The cop back in his routine,
the rest asleep.
A scene a
memory only for a dozen.

A bleached table
silently hiding
a spill.




Church Steps

The woman who lives on the church
steps waves hi to us every morning
while we walk to kindergarten
so we always wave back.

Wild red curly hair,
pink cheeks,
red blanket
draped across a bit of cardboard.

Our school costs
as much as college
if you see the bill.

But we wave.

In 9th grade on vacations,
I pack bags for the homeless
with stale bagels and boxed juice,
hang out with them during lunch.

The summer before junior year
I work at the local food pantry.

I barely graduate.

Five years later
I’m living in a halfway house.
It’s time for Christmas donations.
Someone leaves a winter coat,

it fits.

Five years later
I’m living one step up from a homeless shelter.
I run out of money so I raid the pantry.
Meal worms turn to moths.
Then. Bedbugs. Everywhere.
Because half of us are from
jail or the shelter.

At thanksgiving
volunteers serve us donated turkey.

The red head on the
church steps dies of exposure.

The kids from the high school
across the street wave hello.

I smile,
Wave back.




Pants Man

On Broadway
by Urban Outfitters
the grey haired homeless man’s
pants are by his ankles
in the crosswalk,
so we try to avoid
the taxis
turning the curve,
but moreso
this man’s rear end,

round
and visible
as he is half bent
and leaning toward
the buildings
and the whole crowd
hurries past,

heaving at the sight.

Across the street are
three girls
smoking
by the entrance
with their straightened hair,

designer sunglasses,
5 dollar
coffees they got
three blocks prior.

Rocking those new pants
they sell,

the ones with the price tags
charging you for holes,
and not material.


The ones that let your butt cheeks
peer out from underneath the belt loops.

We barely notice,
while the men cross over
to the shadow splayed
out beneath the building.

Drool
at the sight.





Puddle

He is leaving. The apartment is empty
except the air mattress.

I still love you he says.
We could be fated.

We could be When Harry Met Sally
in 5 years.

You’ll be ready for children, then.
You keep getting better.

There’s a house in Missouri waiting for you.
Two dogs, eventually our children.

We can give them a paper route.
They’ll play soccer.


The air mattress keeps deflating.
I can feel the floor beneath my back.

I don’t want children.
I don’t want dogs.


Our future is a painting in a museum
only one of us is in.

Sunrise.  He drives off. His future son and daughter safely buckled in the back seat.
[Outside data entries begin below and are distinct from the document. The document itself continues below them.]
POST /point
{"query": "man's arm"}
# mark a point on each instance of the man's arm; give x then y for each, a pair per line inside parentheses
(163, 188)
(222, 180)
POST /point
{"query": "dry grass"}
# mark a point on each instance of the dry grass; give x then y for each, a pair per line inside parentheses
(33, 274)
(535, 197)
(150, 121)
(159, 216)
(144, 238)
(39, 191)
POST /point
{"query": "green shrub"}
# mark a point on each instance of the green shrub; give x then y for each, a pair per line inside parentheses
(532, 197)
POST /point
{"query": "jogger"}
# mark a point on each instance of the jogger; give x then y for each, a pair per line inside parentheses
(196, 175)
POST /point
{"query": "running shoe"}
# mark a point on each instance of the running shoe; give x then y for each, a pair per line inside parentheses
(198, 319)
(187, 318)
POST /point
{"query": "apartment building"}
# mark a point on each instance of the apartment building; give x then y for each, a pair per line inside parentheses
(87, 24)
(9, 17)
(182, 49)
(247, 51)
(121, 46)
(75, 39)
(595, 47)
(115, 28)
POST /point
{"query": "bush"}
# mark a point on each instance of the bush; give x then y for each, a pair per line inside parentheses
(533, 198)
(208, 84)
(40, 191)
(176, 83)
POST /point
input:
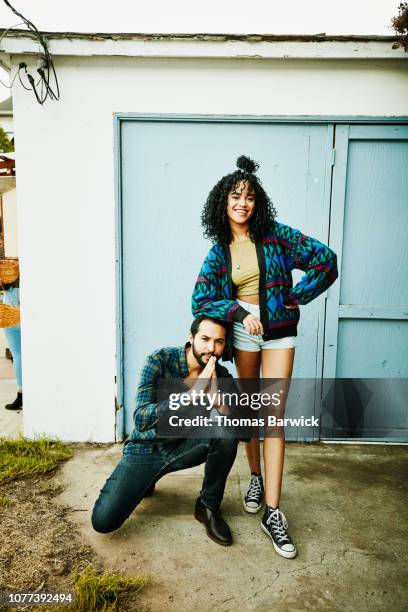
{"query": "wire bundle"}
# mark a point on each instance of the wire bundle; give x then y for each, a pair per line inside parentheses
(42, 88)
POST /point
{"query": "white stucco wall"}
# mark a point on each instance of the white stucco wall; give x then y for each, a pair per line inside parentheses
(66, 199)
(6, 122)
(10, 223)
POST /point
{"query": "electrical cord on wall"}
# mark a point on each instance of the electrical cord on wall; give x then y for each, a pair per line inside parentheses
(46, 70)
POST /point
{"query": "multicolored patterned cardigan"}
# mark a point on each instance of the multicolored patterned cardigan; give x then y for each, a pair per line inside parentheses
(280, 251)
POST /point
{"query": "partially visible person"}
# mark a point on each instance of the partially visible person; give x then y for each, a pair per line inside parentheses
(11, 296)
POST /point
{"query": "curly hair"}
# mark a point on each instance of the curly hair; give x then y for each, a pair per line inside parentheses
(214, 218)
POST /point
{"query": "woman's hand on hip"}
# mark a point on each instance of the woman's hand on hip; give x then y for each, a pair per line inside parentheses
(252, 325)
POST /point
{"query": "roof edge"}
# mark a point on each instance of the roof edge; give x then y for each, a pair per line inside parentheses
(199, 36)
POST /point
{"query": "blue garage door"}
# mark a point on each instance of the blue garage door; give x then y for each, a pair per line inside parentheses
(354, 201)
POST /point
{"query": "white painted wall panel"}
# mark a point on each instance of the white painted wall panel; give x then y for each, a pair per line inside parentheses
(66, 206)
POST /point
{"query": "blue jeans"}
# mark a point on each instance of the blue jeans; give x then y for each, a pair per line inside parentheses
(136, 472)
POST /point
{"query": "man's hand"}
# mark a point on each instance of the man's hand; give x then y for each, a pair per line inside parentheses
(209, 368)
(252, 325)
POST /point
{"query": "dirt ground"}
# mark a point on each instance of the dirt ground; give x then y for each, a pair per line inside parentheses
(40, 548)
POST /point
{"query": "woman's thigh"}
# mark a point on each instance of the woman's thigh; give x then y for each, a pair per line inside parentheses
(277, 367)
(247, 363)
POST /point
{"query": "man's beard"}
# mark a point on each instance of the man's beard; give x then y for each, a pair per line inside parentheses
(199, 356)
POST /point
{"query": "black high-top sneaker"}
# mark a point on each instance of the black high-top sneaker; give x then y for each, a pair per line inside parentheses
(274, 524)
(17, 404)
(253, 497)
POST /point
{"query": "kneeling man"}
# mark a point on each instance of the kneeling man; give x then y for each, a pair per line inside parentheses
(146, 457)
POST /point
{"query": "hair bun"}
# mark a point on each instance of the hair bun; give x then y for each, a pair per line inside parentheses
(246, 164)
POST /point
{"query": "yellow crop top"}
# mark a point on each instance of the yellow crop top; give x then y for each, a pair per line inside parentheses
(245, 268)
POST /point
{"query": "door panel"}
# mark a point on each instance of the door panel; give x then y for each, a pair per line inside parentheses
(367, 313)
(167, 169)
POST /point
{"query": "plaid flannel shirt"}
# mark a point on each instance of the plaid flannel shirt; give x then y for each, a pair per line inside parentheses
(168, 362)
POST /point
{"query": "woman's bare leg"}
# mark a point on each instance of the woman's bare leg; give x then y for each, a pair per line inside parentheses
(276, 363)
(247, 365)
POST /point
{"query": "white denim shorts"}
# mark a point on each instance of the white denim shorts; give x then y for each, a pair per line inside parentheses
(245, 342)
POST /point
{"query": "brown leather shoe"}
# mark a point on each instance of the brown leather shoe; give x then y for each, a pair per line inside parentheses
(217, 528)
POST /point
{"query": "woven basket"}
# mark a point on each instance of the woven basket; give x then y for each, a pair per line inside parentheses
(9, 315)
(9, 271)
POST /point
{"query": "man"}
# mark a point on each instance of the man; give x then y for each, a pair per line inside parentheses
(146, 457)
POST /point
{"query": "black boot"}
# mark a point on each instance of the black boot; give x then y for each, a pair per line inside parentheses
(17, 404)
(217, 528)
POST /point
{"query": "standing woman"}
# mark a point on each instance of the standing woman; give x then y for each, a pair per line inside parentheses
(246, 279)
(11, 297)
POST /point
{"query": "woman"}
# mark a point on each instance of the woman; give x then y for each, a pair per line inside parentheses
(246, 279)
(11, 297)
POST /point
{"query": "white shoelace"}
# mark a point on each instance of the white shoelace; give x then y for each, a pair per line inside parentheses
(255, 488)
(279, 524)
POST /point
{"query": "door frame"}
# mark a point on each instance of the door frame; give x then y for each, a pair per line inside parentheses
(342, 121)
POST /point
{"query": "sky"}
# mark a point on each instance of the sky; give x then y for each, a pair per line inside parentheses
(210, 16)
(229, 16)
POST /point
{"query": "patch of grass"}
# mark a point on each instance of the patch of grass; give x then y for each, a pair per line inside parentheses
(23, 457)
(97, 591)
(5, 501)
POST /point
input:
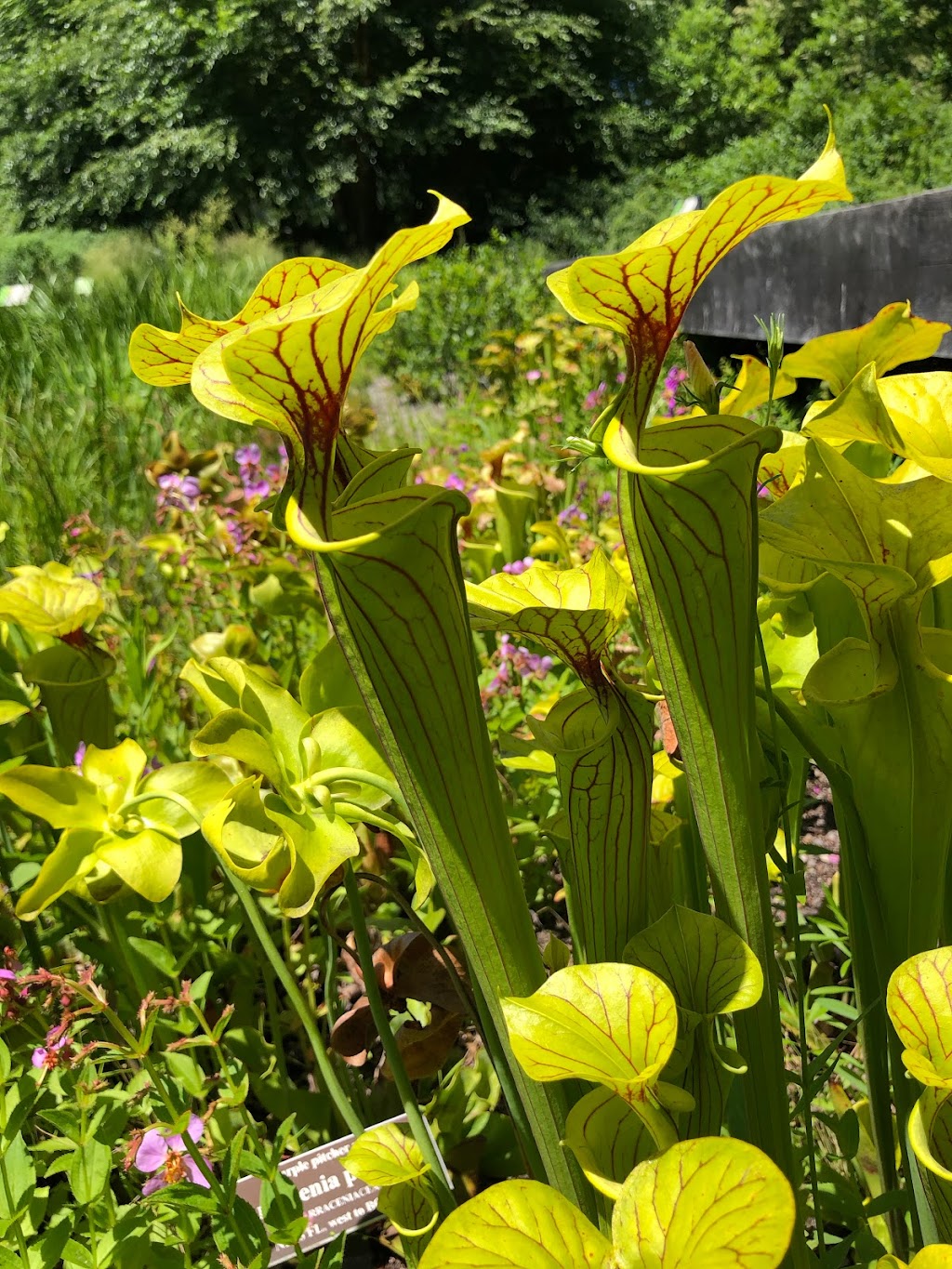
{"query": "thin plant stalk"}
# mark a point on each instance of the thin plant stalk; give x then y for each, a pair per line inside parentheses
(381, 1021)
(329, 1077)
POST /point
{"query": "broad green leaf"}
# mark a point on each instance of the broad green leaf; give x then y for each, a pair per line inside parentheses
(919, 1004)
(688, 522)
(73, 857)
(49, 601)
(906, 414)
(89, 1170)
(164, 358)
(61, 797)
(73, 687)
(890, 339)
(642, 291)
(201, 785)
(782, 469)
(214, 689)
(601, 747)
(291, 369)
(712, 1202)
(405, 631)
(572, 612)
(327, 681)
(608, 1139)
(614, 1024)
(346, 737)
(889, 543)
(10, 711)
(385, 1155)
(319, 844)
(114, 772)
(707, 966)
(232, 734)
(246, 839)
(517, 1224)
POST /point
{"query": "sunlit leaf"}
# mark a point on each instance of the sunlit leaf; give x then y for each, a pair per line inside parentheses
(572, 612)
(61, 797)
(49, 601)
(919, 1004)
(517, 1224)
(712, 1202)
(890, 339)
(164, 358)
(642, 291)
(706, 965)
(614, 1024)
(291, 369)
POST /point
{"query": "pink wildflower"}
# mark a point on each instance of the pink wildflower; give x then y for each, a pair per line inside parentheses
(166, 1157)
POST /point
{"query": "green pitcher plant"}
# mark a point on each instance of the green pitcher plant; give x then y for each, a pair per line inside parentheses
(792, 599)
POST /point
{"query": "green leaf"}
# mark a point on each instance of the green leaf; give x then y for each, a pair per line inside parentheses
(232, 734)
(385, 1155)
(75, 691)
(20, 1178)
(712, 1200)
(517, 1224)
(155, 955)
(49, 601)
(89, 1170)
(346, 737)
(572, 612)
(688, 522)
(149, 862)
(642, 292)
(201, 785)
(327, 681)
(608, 1139)
(602, 745)
(10, 711)
(614, 1024)
(890, 339)
(707, 966)
(246, 839)
(72, 859)
(919, 1004)
(405, 631)
(61, 797)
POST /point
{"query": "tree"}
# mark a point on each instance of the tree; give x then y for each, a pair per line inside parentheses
(313, 117)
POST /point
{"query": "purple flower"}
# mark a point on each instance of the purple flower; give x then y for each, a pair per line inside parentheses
(247, 456)
(256, 489)
(165, 1157)
(573, 517)
(178, 491)
(518, 566)
(49, 1056)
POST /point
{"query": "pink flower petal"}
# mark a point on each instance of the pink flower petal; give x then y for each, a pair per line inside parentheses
(194, 1172)
(152, 1151)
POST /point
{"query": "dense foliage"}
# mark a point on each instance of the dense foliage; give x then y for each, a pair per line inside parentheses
(327, 119)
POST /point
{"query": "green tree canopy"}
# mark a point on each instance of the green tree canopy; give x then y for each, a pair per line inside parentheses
(316, 117)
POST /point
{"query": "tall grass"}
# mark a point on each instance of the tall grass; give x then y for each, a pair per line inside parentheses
(76, 427)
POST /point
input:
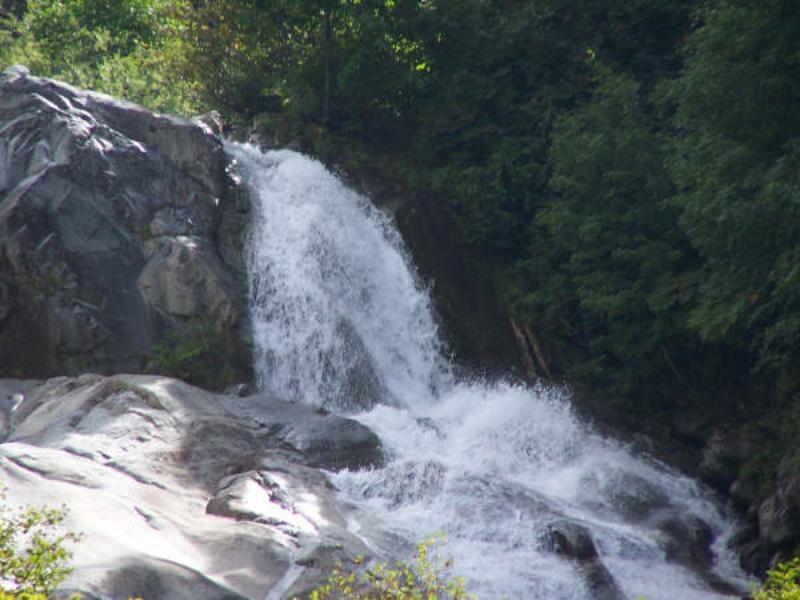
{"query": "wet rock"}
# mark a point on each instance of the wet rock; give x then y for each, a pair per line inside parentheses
(99, 201)
(779, 515)
(409, 481)
(687, 540)
(573, 541)
(724, 455)
(630, 495)
(744, 492)
(332, 442)
(165, 581)
(180, 493)
(322, 439)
I am an empty womb, left on the floor.
no husband, no children, no house and no dogs.

The sun beats down and all the mothers
begin to emerge.

Open their jaws.
Feast on my carcass.

​
Picture
Bio: Nina Belen Robins is a three time national slam poet and author of the books of poems “Supermarket Diaries” and “A Bed With My Name on it”. She lives with her husband and cats and works in the bakery department of a supermarket. She spent much of her life in various institutions but has finally broken free and wants to normalize and destigmatize mental illness as best she can.

Elaine Calabro
3/18/2018 11:53:58 am

Nina, loved these. Especially pants man and puddles.